A1 Journal article – refereed

What Drives Quality of Firm Risk Disclosure?. The Impact of a National Disclosure Standard and Reporting Incentives under IFRS




List of Authors: Miihkinen Antti

Publication year: 2012

Journal: International Journal of Accounting

Journal name in source: International Journal of Accounting

Volume number: 47

Issue number: 4

ISSN: 0020-7063

DOI: http://dx.doi.org/10.1016/j.intacc.2012.10.005

URL: https://api.elsevier.com/content/abstract/scopus_id/84870243899


Abstract

This paper examines the impact of a detailed national disclosure
standard on the quality of firms’ overall risk reviews under IFRS. We
use data from a sample of listed Finnish firms around the introduction
of the standard and find that national regulatory bodies have been able
to raise the quality of risk disclosure on several dimensions even under
IFRS. We find increases in the quantity of risk disclosure with more
extensive and more comprehensive information.

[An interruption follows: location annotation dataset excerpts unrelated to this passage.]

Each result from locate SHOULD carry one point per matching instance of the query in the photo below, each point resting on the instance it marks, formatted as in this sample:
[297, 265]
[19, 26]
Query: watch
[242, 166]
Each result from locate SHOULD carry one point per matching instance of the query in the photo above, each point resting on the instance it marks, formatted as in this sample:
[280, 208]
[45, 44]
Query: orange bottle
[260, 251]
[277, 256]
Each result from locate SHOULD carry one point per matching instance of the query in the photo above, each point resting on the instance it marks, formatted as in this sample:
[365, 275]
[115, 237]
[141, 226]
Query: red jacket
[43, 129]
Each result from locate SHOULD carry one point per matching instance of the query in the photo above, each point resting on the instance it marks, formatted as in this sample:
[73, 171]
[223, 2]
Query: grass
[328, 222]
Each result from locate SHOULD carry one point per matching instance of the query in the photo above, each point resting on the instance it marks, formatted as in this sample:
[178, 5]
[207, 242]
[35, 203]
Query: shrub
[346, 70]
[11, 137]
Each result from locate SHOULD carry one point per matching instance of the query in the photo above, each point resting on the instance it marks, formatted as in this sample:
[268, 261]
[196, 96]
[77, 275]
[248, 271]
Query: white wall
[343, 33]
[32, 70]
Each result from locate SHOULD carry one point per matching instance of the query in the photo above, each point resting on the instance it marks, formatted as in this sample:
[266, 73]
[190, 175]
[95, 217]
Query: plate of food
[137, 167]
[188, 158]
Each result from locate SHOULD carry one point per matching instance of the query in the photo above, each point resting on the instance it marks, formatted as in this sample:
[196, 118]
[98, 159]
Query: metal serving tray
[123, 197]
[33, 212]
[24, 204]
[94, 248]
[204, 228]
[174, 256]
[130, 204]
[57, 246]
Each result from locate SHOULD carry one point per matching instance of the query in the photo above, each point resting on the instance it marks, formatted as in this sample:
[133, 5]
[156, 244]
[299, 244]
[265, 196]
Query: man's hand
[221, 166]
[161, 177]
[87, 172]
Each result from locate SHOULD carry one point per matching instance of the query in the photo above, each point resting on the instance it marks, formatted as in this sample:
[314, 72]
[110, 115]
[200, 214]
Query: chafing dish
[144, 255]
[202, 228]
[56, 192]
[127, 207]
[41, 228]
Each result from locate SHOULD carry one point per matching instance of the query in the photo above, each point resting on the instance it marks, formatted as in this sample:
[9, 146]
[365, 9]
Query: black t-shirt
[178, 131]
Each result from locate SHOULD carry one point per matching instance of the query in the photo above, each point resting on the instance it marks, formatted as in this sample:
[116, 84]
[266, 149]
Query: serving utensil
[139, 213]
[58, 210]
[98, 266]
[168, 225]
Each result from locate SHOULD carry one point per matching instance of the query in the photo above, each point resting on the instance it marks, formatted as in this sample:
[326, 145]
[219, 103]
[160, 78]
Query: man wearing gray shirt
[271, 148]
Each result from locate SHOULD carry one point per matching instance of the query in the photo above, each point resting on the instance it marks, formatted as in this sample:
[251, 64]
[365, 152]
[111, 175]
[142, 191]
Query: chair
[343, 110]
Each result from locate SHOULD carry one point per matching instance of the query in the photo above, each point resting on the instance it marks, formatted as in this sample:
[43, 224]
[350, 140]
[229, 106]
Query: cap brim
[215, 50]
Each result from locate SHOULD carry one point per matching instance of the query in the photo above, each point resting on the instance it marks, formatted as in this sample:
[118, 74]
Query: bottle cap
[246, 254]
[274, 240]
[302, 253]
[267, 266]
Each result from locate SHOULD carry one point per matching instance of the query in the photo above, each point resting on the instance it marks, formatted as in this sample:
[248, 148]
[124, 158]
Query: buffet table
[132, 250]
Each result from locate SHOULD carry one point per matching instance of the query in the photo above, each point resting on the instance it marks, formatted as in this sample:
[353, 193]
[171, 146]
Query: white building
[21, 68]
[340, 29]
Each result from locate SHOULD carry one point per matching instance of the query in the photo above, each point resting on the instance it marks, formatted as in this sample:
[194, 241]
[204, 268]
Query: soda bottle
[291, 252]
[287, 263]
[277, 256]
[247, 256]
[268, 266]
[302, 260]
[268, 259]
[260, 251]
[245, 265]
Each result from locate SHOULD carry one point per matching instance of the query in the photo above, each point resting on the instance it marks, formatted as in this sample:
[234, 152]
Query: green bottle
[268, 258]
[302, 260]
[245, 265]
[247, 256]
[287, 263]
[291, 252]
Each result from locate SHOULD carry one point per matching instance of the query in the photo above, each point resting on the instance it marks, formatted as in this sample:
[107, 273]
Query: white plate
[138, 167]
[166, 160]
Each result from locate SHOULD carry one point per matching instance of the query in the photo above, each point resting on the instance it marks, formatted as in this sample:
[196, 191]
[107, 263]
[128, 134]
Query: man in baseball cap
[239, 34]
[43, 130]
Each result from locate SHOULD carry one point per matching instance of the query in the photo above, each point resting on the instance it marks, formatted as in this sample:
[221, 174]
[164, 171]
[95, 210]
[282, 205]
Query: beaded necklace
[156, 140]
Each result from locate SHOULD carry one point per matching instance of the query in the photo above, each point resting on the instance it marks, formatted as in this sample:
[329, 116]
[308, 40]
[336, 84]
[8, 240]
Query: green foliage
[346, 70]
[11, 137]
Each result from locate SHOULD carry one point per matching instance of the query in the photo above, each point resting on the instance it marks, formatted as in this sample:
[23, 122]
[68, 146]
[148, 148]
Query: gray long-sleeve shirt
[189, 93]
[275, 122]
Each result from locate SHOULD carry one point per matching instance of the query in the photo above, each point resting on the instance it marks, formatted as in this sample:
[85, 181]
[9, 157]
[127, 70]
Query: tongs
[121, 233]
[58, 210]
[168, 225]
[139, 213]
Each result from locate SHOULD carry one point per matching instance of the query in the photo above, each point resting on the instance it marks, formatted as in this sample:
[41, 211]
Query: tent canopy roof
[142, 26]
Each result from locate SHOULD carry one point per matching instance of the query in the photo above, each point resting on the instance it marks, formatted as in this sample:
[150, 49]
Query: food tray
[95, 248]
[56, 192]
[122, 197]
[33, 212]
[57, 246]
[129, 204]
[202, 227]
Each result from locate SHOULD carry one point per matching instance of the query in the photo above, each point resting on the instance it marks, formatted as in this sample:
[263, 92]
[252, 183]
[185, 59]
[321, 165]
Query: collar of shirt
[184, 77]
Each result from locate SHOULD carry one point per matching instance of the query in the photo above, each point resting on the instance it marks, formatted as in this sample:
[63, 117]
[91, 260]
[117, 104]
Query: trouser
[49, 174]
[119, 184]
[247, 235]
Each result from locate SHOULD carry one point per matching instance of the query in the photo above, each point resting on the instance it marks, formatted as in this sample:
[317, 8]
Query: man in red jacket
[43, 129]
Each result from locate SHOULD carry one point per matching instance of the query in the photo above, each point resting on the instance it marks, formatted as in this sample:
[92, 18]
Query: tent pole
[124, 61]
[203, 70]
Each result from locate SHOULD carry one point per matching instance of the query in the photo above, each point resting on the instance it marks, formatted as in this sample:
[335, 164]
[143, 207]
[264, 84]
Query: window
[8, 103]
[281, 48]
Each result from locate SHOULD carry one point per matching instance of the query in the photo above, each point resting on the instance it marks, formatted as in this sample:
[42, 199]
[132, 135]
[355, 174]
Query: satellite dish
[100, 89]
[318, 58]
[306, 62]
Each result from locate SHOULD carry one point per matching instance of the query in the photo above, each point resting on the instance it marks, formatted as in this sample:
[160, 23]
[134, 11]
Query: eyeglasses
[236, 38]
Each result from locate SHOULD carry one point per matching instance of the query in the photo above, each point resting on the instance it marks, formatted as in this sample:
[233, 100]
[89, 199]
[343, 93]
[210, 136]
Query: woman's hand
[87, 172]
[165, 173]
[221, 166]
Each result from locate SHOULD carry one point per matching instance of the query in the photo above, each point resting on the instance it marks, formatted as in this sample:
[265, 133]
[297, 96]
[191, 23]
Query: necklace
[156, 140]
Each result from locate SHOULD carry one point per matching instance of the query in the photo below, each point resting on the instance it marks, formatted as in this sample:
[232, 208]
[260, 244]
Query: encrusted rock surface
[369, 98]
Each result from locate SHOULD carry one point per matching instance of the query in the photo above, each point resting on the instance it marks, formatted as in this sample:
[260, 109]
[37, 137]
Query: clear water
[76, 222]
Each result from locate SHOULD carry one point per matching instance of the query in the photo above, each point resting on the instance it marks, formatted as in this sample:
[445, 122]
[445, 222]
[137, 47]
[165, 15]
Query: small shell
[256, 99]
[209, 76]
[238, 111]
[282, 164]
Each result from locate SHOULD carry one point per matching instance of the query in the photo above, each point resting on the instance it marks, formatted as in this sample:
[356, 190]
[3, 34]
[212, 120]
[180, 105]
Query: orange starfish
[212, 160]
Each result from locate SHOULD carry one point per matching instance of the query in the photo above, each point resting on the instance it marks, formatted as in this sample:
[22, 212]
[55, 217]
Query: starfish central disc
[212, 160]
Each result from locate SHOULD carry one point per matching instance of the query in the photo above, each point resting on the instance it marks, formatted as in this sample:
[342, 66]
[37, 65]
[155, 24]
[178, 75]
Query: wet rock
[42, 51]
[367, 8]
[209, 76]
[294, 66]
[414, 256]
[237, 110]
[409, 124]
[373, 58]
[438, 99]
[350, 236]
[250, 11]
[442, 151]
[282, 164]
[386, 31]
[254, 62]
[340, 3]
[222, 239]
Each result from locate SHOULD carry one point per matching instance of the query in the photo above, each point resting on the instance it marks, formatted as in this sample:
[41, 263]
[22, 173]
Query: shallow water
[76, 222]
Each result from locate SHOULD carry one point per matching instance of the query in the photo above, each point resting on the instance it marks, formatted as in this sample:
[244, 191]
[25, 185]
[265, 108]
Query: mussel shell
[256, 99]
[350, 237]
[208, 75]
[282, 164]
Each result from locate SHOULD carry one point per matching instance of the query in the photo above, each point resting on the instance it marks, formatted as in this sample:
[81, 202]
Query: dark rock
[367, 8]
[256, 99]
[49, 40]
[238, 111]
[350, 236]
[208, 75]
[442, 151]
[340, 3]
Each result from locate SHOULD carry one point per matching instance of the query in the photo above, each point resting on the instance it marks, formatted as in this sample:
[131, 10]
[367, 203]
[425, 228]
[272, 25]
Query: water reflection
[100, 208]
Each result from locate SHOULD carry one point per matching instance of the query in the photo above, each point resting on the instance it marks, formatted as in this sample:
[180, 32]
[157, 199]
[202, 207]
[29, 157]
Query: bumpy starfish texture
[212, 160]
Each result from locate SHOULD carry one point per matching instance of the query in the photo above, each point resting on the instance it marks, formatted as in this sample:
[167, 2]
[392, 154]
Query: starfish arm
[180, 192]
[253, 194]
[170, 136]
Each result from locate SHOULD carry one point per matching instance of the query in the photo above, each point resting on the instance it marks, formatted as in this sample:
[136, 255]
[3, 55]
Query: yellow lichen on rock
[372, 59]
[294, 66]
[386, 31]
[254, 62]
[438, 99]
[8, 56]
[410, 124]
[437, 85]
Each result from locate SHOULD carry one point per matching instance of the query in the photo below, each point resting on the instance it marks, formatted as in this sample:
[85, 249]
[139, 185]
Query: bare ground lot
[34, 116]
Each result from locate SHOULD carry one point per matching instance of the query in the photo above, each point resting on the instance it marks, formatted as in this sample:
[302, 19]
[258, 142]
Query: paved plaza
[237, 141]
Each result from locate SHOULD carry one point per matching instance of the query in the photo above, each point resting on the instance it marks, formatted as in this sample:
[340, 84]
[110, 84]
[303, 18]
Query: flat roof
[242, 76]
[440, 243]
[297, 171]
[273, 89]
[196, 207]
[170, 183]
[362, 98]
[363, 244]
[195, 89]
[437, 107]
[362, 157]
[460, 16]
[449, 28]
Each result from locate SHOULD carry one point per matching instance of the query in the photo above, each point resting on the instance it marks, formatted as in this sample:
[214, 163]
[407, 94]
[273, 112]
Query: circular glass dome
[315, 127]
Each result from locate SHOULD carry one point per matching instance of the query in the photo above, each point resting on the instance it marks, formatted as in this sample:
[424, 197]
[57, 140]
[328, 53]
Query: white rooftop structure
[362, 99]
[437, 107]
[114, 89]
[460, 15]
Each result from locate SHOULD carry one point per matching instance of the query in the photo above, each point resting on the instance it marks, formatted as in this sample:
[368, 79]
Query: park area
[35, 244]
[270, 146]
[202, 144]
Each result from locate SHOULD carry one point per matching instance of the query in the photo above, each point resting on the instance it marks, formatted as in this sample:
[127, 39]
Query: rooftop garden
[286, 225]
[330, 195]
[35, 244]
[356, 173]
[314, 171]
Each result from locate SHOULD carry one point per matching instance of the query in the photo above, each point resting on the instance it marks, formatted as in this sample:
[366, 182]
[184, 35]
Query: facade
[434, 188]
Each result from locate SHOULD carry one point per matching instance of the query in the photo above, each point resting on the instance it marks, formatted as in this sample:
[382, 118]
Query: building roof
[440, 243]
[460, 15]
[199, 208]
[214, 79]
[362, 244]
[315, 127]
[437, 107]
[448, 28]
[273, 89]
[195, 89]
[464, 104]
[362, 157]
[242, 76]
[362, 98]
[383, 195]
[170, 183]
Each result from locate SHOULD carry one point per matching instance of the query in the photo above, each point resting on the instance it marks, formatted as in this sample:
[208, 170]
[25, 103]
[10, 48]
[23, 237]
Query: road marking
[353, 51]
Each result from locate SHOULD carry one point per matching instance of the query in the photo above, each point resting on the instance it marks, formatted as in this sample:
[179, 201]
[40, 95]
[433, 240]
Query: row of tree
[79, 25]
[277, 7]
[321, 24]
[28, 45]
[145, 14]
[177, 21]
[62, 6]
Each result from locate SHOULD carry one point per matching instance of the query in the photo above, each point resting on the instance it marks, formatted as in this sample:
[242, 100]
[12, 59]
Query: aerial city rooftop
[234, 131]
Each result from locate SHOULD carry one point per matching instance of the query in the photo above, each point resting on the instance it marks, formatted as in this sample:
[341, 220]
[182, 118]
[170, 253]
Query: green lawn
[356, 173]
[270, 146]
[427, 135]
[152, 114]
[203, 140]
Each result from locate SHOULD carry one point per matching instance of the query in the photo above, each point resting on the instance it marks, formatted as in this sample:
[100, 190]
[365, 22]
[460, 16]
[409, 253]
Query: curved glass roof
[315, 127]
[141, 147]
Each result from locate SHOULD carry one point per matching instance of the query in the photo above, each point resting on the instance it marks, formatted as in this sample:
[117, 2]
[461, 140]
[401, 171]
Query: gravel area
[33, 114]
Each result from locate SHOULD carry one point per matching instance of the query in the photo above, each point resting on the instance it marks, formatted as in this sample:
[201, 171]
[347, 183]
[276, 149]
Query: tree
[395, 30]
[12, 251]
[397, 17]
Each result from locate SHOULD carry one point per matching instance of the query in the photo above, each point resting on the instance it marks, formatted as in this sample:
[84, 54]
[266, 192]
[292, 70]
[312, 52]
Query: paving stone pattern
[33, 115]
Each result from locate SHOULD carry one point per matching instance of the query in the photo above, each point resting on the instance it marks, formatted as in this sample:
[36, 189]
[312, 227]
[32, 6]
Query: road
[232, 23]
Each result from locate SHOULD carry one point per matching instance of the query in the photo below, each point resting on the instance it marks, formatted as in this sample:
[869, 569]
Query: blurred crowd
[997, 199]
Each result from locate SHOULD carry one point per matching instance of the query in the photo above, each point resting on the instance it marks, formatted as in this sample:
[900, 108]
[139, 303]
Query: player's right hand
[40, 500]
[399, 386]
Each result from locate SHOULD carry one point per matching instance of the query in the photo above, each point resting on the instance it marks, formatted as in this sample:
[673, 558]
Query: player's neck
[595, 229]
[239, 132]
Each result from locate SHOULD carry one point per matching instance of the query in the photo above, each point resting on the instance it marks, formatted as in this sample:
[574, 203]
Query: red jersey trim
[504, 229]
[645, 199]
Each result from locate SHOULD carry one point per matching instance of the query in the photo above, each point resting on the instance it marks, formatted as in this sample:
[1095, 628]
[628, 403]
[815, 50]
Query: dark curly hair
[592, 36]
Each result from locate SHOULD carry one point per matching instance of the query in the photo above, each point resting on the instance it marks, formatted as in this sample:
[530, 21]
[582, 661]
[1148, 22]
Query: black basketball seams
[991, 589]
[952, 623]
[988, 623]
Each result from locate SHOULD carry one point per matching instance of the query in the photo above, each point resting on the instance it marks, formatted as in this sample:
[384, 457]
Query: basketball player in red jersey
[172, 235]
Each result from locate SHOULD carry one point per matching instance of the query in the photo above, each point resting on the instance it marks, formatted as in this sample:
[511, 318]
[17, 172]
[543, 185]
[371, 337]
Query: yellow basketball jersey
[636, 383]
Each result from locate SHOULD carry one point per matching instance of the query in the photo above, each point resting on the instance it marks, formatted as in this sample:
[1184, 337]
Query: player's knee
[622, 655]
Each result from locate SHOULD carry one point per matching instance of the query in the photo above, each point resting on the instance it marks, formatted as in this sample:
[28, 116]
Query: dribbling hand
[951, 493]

We do not, however, find a
corresponding increase in quantitative disclosures and therefore there
is some question regarding the influence of the standard on the
substance of the risk information provided. In addition to the coercive
effect of the standard, several important reporting incentives, such as
firm size, profitability, and foreign listing status are documented. We
also find some evidence that the impact of the standard on quality is
more pronounced among less profitable firms. Additional findings are
that larger firms and firms reporting under the requirements of the SEC
disclose more quantitative risk information, and that the quality
improvements are permanent in the subsequent years. The findings have
implications for standard-setters evaluating different strategies with
the aim to increase the quality of the narratives in annual reports.